Sorry, I think I meant Hermitian operators. Thank you for the replies but it doesnt help me very much but I think thats maybe because im asking hthe question wrong! :S

What im asking is how I would recognise the answer as a Hermitian in particular? Is it hermitian because...

($$\hat{O}$$$$^{dagger}$$)$$^{dagger}$$

is $$\hat{O}$$ and thus Hermitian and thus because Hermitian Operators are commutative Hermitian + Hermitian = Hermitian ?

malawi_glenn
Homework Helper
Well you basically have everything you need:

i) a hermitian operator fulfills: $$\hat{O}^{\dagger} = \hat{O}$$

ii) $$A+B=B+A$$

Then what is:

$$(\hat{O} + \hat{O}^{\dagger}) ^{\dagger}$$

?

oh i see, so...

$$(\hat{O} + \hat{O}^{\dagger}) ^{\dagger}$$ = $$\hat{O}^{\dagger} + \hat{O}^{\dagger}^{\dagger}$$ = $$\hat{O} + \hat{O}^{\dagger}$$

thus proving it is hermitian. Ok, so, in a similar vein...

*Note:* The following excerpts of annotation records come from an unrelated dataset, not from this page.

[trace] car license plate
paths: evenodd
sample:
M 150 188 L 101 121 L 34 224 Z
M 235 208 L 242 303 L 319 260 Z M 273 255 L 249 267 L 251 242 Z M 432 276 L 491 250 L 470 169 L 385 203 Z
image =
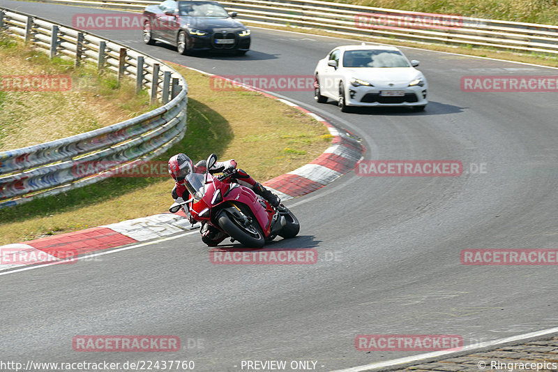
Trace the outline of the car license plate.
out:
M 234 39 L 215 39 L 216 44 L 234 44 Z
M 405 91 L 381 91 L 381 97 L 402 97 L 405 95 Z

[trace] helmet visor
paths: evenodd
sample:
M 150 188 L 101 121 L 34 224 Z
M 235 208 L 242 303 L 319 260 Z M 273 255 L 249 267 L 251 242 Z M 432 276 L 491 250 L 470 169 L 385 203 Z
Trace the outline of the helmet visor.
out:
M 192 173 L 192 165 L 189 161 L 185 161 L 179 167 L 179 170 L 176 172 L 176 181 L 179 182 L 183 182 L 186 176 Z

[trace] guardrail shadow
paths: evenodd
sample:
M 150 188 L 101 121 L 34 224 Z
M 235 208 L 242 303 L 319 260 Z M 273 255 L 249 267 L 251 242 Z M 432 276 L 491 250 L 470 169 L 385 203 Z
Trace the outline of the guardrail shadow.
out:
M 158 42 L 155 46 L 157 47 L 163 47 L 170 52 L 176 53 L 179 56 L 180 55 L 178 54 L 178 52 L 176 52 L 176 47 L 173 47 L 169 44 Z M 258 52 L 257 50 L 250 49 L 246 54 L 243 55 L 236 54 L 233 52 L 197 51 L 190 52 L 184 57 L 205 59 L 223 59 L 226 61 L 265 61 L 267 59 L 277 59 L 279 58 L 277 57 L 278 55 L 278 54 L 264 53 L 263 52 Z

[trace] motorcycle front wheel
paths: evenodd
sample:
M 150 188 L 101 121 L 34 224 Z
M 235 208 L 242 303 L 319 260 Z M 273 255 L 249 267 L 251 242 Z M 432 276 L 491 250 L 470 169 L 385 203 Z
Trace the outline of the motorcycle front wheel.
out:
M 264 233 L 254 219 L 247 224 L 239 221 L 234 216 L 223 212 L 217 222 L 231 237 L 248 248 L 262 248 L 265 243 Z

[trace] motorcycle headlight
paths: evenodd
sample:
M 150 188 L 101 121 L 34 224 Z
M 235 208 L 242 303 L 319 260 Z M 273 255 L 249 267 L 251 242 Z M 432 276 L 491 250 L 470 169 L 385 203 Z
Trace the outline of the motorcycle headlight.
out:
M 197 29 L 188 29 L 188 31 L 190 35 L 197 35 L 198 36 L 203 36 L 207 34 L 206 31 L 198 30 Z
M 409 83 L 409 87 L 424 87 L 424 80 L 422 79 L 415 79 Z
M 365 87 L 374 87 L 374 85 L 367 81 L 362 80 L 361 79 L 356 79 L 355 77 L 351 79 L 351 85 L 353 87 L 361 87 L 362 85 Z

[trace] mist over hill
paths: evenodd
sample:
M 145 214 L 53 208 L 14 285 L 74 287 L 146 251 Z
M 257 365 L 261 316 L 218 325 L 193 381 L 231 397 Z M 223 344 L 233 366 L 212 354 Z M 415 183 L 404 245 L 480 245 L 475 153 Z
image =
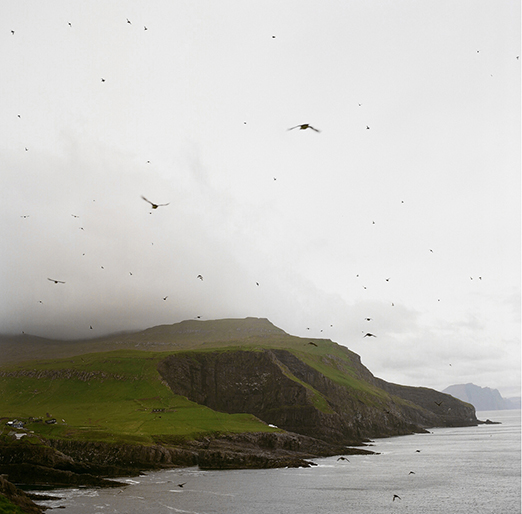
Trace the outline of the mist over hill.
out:
M 476 410 L 520 409 L 520 397 L 503 398 L 497 389 L 489 387 L 480 387 L 475 384 L 455 384 L 446 387 L 442 392 L 463 402 L 471 403 Z

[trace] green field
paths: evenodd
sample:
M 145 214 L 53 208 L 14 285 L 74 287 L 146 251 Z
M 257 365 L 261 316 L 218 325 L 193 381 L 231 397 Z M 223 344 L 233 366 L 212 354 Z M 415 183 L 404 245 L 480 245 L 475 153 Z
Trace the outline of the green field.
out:
M 359 357 L 328 339 L 291 336 L 268 320 L 185 321 L 90 341 L 51 341 L 33 336 L 0 338 L 0 427 L 18 419 L 48 438 L 135 442 L 202 435 L 274 431 L 250 414 L 225 414 L 175 395 L 162 381 L 158 362 L 173 353 L 283 349 L 345 387 L 366 405 L 384 408 L 388 393 L 374 386 Z M 31 356 L 33 361 L 28 361 Z M 52 356 L 53 358 L 49 358 Z M 310 392 L 315 407 L 332 412 L 328 399 Z M 406 403 L 394 398 L 395 403 Z M 387 407 L 386 407 L 387 408 Z M 55 424 L 46 424 L 49 418 Z
M 140 444 L 162 436 L 273 430 L 250 414 L 215 412 L 173 394 L 156 371 L 164 357 L 122 350 L 4 367 L 4 433 L 7 420 L 30 418 L 43 421 L 25 428 L 44 437 Z M 56 424 L 46 424 L 49 418 Z

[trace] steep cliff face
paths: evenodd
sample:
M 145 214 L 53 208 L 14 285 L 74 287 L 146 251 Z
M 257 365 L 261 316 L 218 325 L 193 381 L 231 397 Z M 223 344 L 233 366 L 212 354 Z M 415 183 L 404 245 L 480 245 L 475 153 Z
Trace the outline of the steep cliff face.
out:
M 364 388 L 337 383 L 283 349 L 178 353 L 161 361 L 158 371 L 174 393 L 213 410 L 251 413 L 332 443 L 476 424 L 471 406 L 453 404 L 429 389 L 387 384 L 350 358 L 352 374 Z M 440 401 L 448 408 L 437 406 Z

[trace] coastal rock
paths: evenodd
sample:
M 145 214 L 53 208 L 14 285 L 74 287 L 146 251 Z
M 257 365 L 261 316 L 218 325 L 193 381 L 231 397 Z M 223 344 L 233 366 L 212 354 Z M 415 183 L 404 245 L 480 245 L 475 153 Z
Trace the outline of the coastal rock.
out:
M 347 349 L 346 356 L 349 365 L 334 355 L 322 364 L 350 373 L 354 387 L 334 382 L 284 349 L 180 352 L 161 361 L 158 371 L 175 394 L 213 410 L 247 412 L 334 444 L 477 424 L 472 406 L 431 389 L 388 384 Z
M 5 475 L 0 475 L 0 497 L 4 497 L 13 506 L 13 510 L 8 510 L 9 507 L 4 505 L 5 510 L 1 510 L 1 512 L 15 512 L 14 508 L 16 507 L 26 514 L 42 514 L 44 512 L 27 494 L 9 482 Z

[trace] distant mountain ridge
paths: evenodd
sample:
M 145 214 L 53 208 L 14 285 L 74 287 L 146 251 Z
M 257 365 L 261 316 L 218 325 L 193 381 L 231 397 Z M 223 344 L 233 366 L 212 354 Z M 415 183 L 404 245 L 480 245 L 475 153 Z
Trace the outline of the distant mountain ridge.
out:
M 497 389 L 471 383 L 451 385 L 442 392 L 470 403 L 476 410 L 520 409 L 520 398 L 503 398 Z

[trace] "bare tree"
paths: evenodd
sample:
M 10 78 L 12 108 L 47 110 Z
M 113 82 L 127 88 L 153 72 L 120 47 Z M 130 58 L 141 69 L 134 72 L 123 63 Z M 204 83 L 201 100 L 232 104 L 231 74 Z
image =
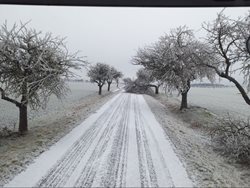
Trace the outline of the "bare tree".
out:
M 28 130 L 27 107 L 45 107 L 51 94 L 65 94 L 70 69 L 84 61 L 69 54 L 64 39 L 28 29 L 27 24 L 7 23 L 0 29 L 1 98 L 19 108 L 19 132 Z
M 110 91 L 110 85 L 112 84 L 113 80 L 116 80 L 116 84 L 118 87 L 119 78 L 121 78 L 122 76 L 123 75 L 121 72 L 116 70 L 114 67 L 110 66 L 109 72 L 108 72 L 108 78 L 107 78 L 108 91 Z
M 97 63 L 96 65 L 91 66 L 88 71 L 88 77 L 90 78 L 90 81 L 97 83 L 99 87 L 99 95 L 102 94 L 102 86 L 108 80 L 109 70 L 109 65 L 105 63 Z
M 170 88 L 176 88 L 182 95 L 180 109 L 187 108 L 187 94 L 191 81 L 208 77 L 212 80 L 214 73 L 204 66 L 197 66 L 197 41 L 192 30 L 179 27 L 170 34 L 160 37 L 153 46 L 139 49 L 133 63 L 142 65 L 166 82 Z
M 159 87 L 162 85 L 162 81 L 156 79 L 158 75 L 154 76 L 153 72 L 145 68 L 141 68 L 136 72 L 137 81 L 139 85 L 144 85 L 146 87 L 154 87 L 155 94 L 159 94 Z
M 233 82 L 240 91 L 245 102 L 250 105 L 250 99 L 232 73 L 240 71 L 244 75 L 244 83 L 250 89 L 250 59 L 247 51 L 247 37 L 249 36 L 249 15 L 246 18 L 233 20 L 219 13 L 217 18 L 203 24 L 207 31 L 206 42 L 211 46 L 211 54 L 217 57 L 217 64 L 207 65 L 216 73 L 230 82 Z M 238 64 L 238 65 L 237 65 Z

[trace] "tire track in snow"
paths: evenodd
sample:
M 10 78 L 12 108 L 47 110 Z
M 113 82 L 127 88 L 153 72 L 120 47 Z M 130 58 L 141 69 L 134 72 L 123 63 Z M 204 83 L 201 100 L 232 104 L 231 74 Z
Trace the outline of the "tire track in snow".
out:
M 91 187 L 95 175 L 98 171 L 98 167 L 100 164 L 100 158 L 102 157 L 103 153 L 105 152 L 108 142 L 110 141 L 110 138 L 112 136 L 112 133 L 114 129 L 117 127 L 118 120 L 120 117 L 120 114 L 123 113 L 123 109 L 125 104 L 128 101 L 127 95 L 121 95 L 123 100 L 123 103 L 117 104 L 117 109 L 115 114 L 110 118 L 110 121 L 108 122 L 102 136 L 100 137 L 98 144 L 96 145 L 94 151 L 92 152 L 90 158 L 88 159 L 88 162 L 86 163 L 86 166 L 81 172 L 81 175 L 79 176 L 77 182 L 75 183 L 74 187 Z M 123 108 L 121 108 L 123 107 Z
M 37 187 L 62 187 L 74 169 L 79 164 L 82 157 L 85 155 L 91 144 L 96 139 L 96 135 L 100 134 L 102 124 L 100 122 L 109 122 L 113 120 L 119 110 L 119 105 L 125 102 L 124 97 L 117 98 L 91 126 L 83 136 L 75 142 L 75 144 L 66 152 L 64 157 L 50 170 L 50 172 L 39 181 Z M 104 131 L 105 132 L 105 131 Z
M 138 96 L 135 96 L 134 111 L 136 116 L 135 126 L 136 126 L 141 187 L 159 187 L 151 156 L 151 151 L 146 137 L 143 121 L 141 118 Z
M 90 122 L 35 187 L 192 185 L 142 95 L 120 94 Z
M 117 132 L 112 144 L 111 153 L 105 161 L 106 171 L 102 176 L 102 186 L 104 187 L 125 187 L 126 168 L 128 152 L 128 119 L 131 106 L 131 95 L 123 107 L 122 118 L 118 122 Z
M 139 100 L 137 100 L 137 101 L 139 101 Z M 145 115 L 141 112 L 141 108 L 142 108 L 142 106 L 140 106 L 140 108 L 139 108 L 140 110 L 139 110 L 138 116 L 140 117 L 140 122 L 143 125 L 142 127 L 144 129 L 144 133 L 145 133 L 144 135 L 146 135 L 146 131 L 147 131 L 148 132 L 147 137 L 149 139 L 151 139 L 151 142 L 152 142 L 150 151 L 155 152 L 155 153 L 152 153 L 152 154 L 157 155 L 157 157 L 158 157 L 157 161 L 155 161 L 156 160 L 156 157 L 155 157 L 154 162 L 157 162 L 158 165 L 160 166 L 160 167 L 155 166 L 155 169 L 158 168 L 157 169 L 158 172 L 157 172 L 157 170 L 155 171 L 155 172 L 157 172 L 156 177 L 158 177 L 159 179 L 160 178 L 164 179 L 164 185 L 167 185 L 168 187 L 173 187 L 174 183 L 173 183 L 173 180 L 172 180 L 172 178 L 170 176 L 169 169 L 167 167 L 167 164 L 166 164 L 166 161 L 164 159 L 163 153 L 162 153 L 162 151 L 160 149 L 159 142 L 156 139 L 156 135 L 154 134 L 154 131 L 152 130 L 151 125 L 148 124 L 148 121 L 146 120 Z M 152 145 L 153 145 L 154 148 L 152 148 Z M 164 170 L 160 170 L 160 168 L 164 169 Z M 163 171 L 164 174 L 159 174 L 159 171 Z M 164 175 L 164 176 L 161 177 L 162 175 Z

$$\hat{O}\hat{O}^{\dagger}$$ = $$(\hat{O}\hat{O}^{\dagger}) ^{\dagger}$$ = $$\hat{O}^{\dagger}\hat{O}^{\dagger}^{\dagger}$$ = $$\hat{O}\hat{O}^{\dagger}$$

thus proving IT is hermitian ?

George Jones
Staff Emeritus
Gold Member
Ok, so, in a similar vein...

$$\hat{O}\hat{O}^{\dagger}$$ = $$(\hat{O}\hat{O}^{\dagger}) ^{\dagger}$$ = $$\hat{O}^{\dagger}\hat{O}^{\dagger}^{\dagger}$$ = $$\hat{O}\hat{O}^{\dagger}$$

thus proving IT is hermitian ?
The end result is correct, but the second-last equality is wrong.

malawi_glenn
Homework Helper
I dont understand, you now want to PROOVE that $$\hat{O}$$ is a hermitian operator? That is a property that is given to you as a fact, you can't proove that unless you know what $$\hat{O}$$ explicity is. Or do you want to proove that given $$\hat{O}$$ is hermitian, the product $$\hat{O}\hat{O}^{\dagger}$$ is hermitian?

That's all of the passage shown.